Foreign Minister Mevlüt Çavuşoğlu said on Friday that Turkey and the U.S. reached a common understanding on stabilizing Manbij and the east of Euphrates, adding that the issues will further be discussed during a meeting with U.S. Secretary of State Rex Tillerson on March 19.
"We hope that the U.S. will give up supporting terrorist organizations. They control 25 percent of the country, but the majority of people in cities [they control] are Arabs. For example Raqqa. Who controls this city? The [People's Protection Units] YPG. Nearly 350,000 Syrian Kurds driven out by the YPG continue living in Turkey," Çavuşoğlu said in an interview with German daily Die Zeit.
When asked to comment on the U.S. Senate discussing sanctions against Turkey, the foreign minister stressed Washington should not threaten Turkey.
"But if they want to punish Turkey with sanctions, then Turkey will react differently than Russia or other countries. We will answer," the foreign minister said, underlining that Turkey is a NATO ally.
"We are a founding member of NATO and have contributed much to this alliance. We are active in Afghanistan and other countries. We are one of the key allies. This is a strategic decision for us. Nobody can rule us out, it's not technically possible," Çavuşoğlu said.
Asked whether Turkey considered Russia as an ally or opponent due to its support to the Assad regime, the foreign minister said that the current situation in eastern Ghouta or Idlib violates "our principles and the agreements of Astana and Sochi."
"Therefore, we expect Russia and Iran to stop the violations of these agreements.
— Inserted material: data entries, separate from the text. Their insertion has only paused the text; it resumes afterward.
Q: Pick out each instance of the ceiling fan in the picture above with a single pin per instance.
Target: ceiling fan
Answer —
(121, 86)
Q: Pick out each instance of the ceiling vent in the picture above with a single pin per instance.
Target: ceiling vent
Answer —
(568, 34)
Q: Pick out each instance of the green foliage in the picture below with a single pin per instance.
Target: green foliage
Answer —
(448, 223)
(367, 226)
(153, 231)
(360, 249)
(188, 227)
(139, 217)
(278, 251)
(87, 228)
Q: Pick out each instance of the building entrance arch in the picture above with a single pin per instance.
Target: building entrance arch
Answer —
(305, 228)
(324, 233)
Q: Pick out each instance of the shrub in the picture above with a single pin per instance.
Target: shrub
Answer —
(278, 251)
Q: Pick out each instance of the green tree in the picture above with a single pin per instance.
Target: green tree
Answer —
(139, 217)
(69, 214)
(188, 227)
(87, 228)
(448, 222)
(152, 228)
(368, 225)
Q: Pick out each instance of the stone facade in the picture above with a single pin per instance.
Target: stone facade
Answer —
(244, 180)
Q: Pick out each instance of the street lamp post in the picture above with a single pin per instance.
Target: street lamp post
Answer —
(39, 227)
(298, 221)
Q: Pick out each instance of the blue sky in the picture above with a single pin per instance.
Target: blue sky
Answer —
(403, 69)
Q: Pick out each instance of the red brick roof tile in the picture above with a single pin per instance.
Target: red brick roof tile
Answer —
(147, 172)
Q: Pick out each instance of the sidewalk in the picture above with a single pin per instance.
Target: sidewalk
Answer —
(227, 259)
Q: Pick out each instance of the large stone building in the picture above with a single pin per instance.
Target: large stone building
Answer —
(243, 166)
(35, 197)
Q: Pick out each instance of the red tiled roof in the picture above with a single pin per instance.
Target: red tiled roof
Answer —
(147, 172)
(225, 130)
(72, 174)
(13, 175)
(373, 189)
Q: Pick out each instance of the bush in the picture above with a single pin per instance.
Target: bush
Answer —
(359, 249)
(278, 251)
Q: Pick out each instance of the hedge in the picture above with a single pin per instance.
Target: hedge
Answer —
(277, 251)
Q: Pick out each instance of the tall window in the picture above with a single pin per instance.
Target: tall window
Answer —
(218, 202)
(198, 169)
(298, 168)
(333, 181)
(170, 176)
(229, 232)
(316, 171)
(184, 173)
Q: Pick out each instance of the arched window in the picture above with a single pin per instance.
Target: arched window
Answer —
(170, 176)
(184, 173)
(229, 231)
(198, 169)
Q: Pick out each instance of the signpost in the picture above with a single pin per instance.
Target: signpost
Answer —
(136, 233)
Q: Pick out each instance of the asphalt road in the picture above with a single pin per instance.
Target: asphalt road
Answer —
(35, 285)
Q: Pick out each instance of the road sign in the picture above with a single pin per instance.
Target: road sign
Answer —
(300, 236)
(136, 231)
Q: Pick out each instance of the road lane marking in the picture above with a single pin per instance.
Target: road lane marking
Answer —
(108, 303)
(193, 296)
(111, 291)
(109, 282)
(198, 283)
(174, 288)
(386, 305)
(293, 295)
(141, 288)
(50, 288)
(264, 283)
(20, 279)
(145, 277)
What happens in Ghouta is a crime. Many civilians were killed, they used gas. These are the war crimes of the Syrian regime. There is an investigation into which chemical weapons they used," he added.
Çavuşoğlu also added that the "hard part" of Turkey's Operation Olive Branch in northwestern Syria's Afrin "has come to an end."
Previously, the U.S. administration under former President Barack Obama had promised Turkey that the PKK-affiliated YPG terrorists would move east of the Euphrates. However, despite warnings from Ankara, the promises were not kept, and the YPG did not move east of the Euphrates.
The YPG's ultimate aim is to establish an autonomous region in northern Syria by connecting the northwestern Afrin canton to the Kobani and Jazeera cantons in the northeast. As such, Turkey's operation will put a stop to establishing a autonomous region, which Ankara terms a "terror corridor."
As a result of broken promises by the U.S., Turkey also shifted its position and vowed to clear all terrorists from northern Syria, including Manbij and the eastern parts of the Euphrates.
According to the Turkish General Staff, the operation aims to establish security and stability along Turkey's borders and the region and protect Syrians from the oppression and cruelty of terrorists. The operation is being carried out under the framework of Turkey's rights based on international law, U.N. Security Council resolutions, its self-defense rights under the U.N. Charter and respect for Syria's territorial integrity.